Die kinematische Viskosität wird mit einem Kapillar-Viskosimeter gemessen, dort fließt die Flüssigkeit aus einer dünnen Kapillare.
Im Enteffekt ist es aber egal wie wir die Viskosität messen, wichtig ist, dass man versteht was Viskosität ist ---> dazu spielt man am besten mit dem obigen Link.
Bekannt dürfte allen sein, dass wir die Viskosität eines Öls in SAE-Klassen einteilen.
Nehmen wir mal als Beispiel 5W-40. 5W gibt an, dass eine bestimmte Viskositätsklasse bei Kälte erfüllt wird (hier: 3500mP bei -25°C). Die zweite Zahl gibt an, in welcher Viskositätsklasse sich das Öl bei 100°C befindet. (hier: 12,5< X < 16,3 [mm²/s]).
Diese Society of Automotive Engineers hat schon in den ganz frühen Jahren des Automobilmotorenbaus diese Klassen festgelegt.
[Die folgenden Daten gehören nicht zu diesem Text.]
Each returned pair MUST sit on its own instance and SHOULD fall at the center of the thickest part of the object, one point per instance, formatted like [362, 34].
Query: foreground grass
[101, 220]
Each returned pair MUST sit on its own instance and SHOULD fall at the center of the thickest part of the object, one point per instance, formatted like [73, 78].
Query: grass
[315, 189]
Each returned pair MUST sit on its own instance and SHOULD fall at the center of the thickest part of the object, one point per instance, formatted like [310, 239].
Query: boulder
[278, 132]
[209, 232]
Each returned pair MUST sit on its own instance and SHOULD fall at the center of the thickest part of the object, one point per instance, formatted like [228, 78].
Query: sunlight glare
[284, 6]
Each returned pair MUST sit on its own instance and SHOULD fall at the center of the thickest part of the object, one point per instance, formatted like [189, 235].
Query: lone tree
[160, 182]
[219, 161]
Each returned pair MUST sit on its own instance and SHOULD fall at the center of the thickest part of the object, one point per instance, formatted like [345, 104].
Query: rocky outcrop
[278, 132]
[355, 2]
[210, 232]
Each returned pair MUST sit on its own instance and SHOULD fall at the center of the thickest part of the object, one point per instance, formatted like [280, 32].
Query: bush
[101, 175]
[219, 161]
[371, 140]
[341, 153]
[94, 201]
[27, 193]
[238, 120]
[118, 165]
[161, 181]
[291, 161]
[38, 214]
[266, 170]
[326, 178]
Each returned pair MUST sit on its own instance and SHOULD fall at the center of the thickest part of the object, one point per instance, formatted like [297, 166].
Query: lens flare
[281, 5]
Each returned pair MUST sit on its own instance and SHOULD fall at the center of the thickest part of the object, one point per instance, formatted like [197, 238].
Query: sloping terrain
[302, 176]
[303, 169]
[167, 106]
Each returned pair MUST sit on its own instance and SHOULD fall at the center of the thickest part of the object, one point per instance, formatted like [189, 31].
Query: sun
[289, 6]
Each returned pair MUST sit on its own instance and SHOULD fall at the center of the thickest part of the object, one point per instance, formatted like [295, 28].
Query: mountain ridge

Da das nun schon gut 100 Jahre her ist, sind die Einteilungen und Messmethoden natürlich überholt....wir benutzen sie trotzdem weiter, wieso auch immer (nachzulesen unter DIN 51 511). Ich erkläre jetzt mal kurz wieso diese Klassifizierung so unglücklich gewählt ist: Bei den W-Werten, wird nicht bei einer einheitlichen Temperatur gemessen, sondern jede Viskositätsklasse wird bei einer anderen Temp. gemessen. Damit aber nicht genug, damit die Logik vollends verschwindet sind die Getriebeölklassen überhaupt nicht mit den Motorölklassen vergleichbar. Ein SAE 85 Getriebeöl entspricht von der Viskosität einem SAE 30 Motoröl ---> Logik war wohl noch nie so ne richtige Stärke bei den Amis :D
Eine weitere ziemlich komplexe Eigenschaft eines Motoröls ist der Scherverlust:
Im Spalt zwischen Kolben und Zylinderwand wird das Öl einer Scherbelastung ausgesetzt. Das Öl an der Zylinderwand hat keine Geschwindigkeit, das Öl was am Kolben haftet aber die Geschwindigkeit des Kolbens - also eine sehr hohe. Als Schergefälle bezeichnet man die Differenz dieser Geschwindigkeiten geteilt durch die Schmierfilmdicke. Jetzt wieso das überhaupt wichtig ist: Bei zunehmenden Schergefälle (meist durch höhere Geschwindigkeit des Kolbens) nimmt die Viskosität eines Öls gewaltig ab, auch wenn die Temperatur gleich bleibt. --> deshalb Scherverlust, weil durch die Scherkräfte die auf das Öl wirken Viskosität "verloren" geht.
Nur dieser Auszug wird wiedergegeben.